06/06/2026 às 19h33
Redação
Campo Grande / MS
A Justiça de São Paulo negou, no último dia 29 de maio, um recurso apresentado pelo Partido dos Trabalhadores (PT) contra a cantora e influenciadora Jojo Todynho.
A decisão mantém o entendimento que já havia sido adotado em fevereiro, quando a queixa-crime do partido foi rejeitada pela 14ª Vara Criminal da Barra Funda.
A ação teve origem em declarações feitas por Jojo em 2023. Na ocasião, ela afirmou ter recebido uma proposta de R$ 1,5 milhão para apoiar a candidatura de Luiz Inácio Lula da Silva à Presidência da República.
O PT negou a acusação e alegou que as falas prejudicavam a imagem da legenda.
Segundo o relator do caso, a queixa apresentada pelo partido era insuficiente porque a influenciadora não identificou quem teria feito a suposta oferta.
Dessa forma, a acusação deixava em aberto quem seria o responsável pela proposta mencionada.
A decisão também apontou que não houve ofensa direta ao PT.
De acordo com o voto, Jojo não atribuiu qualquer prática criminosa ao partido, limitando-se a relatar que teria recebido uma proposta para participar de campanha eleitoral.
O desembargador entendeu ainda que a narrativa apresentada pela legenda era genérica e não reunia elementos suficientes para justificar uma ação penal.
O voto ressalta que acusações precisam ser baseadas em fatos concretos, e não em suposições.

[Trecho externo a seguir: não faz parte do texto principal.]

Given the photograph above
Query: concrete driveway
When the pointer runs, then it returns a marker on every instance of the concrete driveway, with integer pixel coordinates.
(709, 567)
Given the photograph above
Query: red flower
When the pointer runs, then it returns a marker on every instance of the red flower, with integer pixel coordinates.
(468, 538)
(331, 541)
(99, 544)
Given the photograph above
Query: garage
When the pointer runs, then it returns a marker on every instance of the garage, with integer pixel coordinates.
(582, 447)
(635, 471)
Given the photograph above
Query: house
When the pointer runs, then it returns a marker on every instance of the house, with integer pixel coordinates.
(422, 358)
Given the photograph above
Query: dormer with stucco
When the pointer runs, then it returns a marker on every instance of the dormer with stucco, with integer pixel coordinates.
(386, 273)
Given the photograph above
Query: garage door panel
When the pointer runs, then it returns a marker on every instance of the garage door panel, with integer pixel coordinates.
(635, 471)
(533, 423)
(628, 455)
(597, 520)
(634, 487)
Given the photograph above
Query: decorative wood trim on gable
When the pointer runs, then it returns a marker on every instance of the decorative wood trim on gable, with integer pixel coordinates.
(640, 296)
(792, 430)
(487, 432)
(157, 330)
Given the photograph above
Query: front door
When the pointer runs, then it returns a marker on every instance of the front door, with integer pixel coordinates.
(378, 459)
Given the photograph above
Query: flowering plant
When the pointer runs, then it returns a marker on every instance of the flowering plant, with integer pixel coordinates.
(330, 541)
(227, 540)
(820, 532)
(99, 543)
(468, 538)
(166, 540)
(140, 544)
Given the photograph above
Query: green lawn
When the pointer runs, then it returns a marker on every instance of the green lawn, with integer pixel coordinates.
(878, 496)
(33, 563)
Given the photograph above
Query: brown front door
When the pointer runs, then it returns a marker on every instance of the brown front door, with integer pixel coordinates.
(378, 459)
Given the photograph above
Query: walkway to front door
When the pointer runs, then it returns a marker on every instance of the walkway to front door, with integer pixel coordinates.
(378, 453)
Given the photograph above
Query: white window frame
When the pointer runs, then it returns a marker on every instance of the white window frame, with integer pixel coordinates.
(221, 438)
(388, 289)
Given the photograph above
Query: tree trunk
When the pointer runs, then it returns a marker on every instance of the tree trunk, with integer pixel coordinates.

Por fim, a Justiça destacou que as declarações ocorreram em um contexto de debate público e político, ambiente no qual a liberdade de expressão tem relevância.
O caso já havia registrado uma derrota para o PT em 16 de fevereiro, quando o juiz Fernando Augusto Andrade Conceição rejeitou liminarmente a queixa-crime.
Na ocasião, o magistrado concluiu que a ação não possuía justa causa e condenou o partido ao pagamento das custas processuais e de R$ 10 mil em honorários advocatícios aos defensores de Jojo Todynho.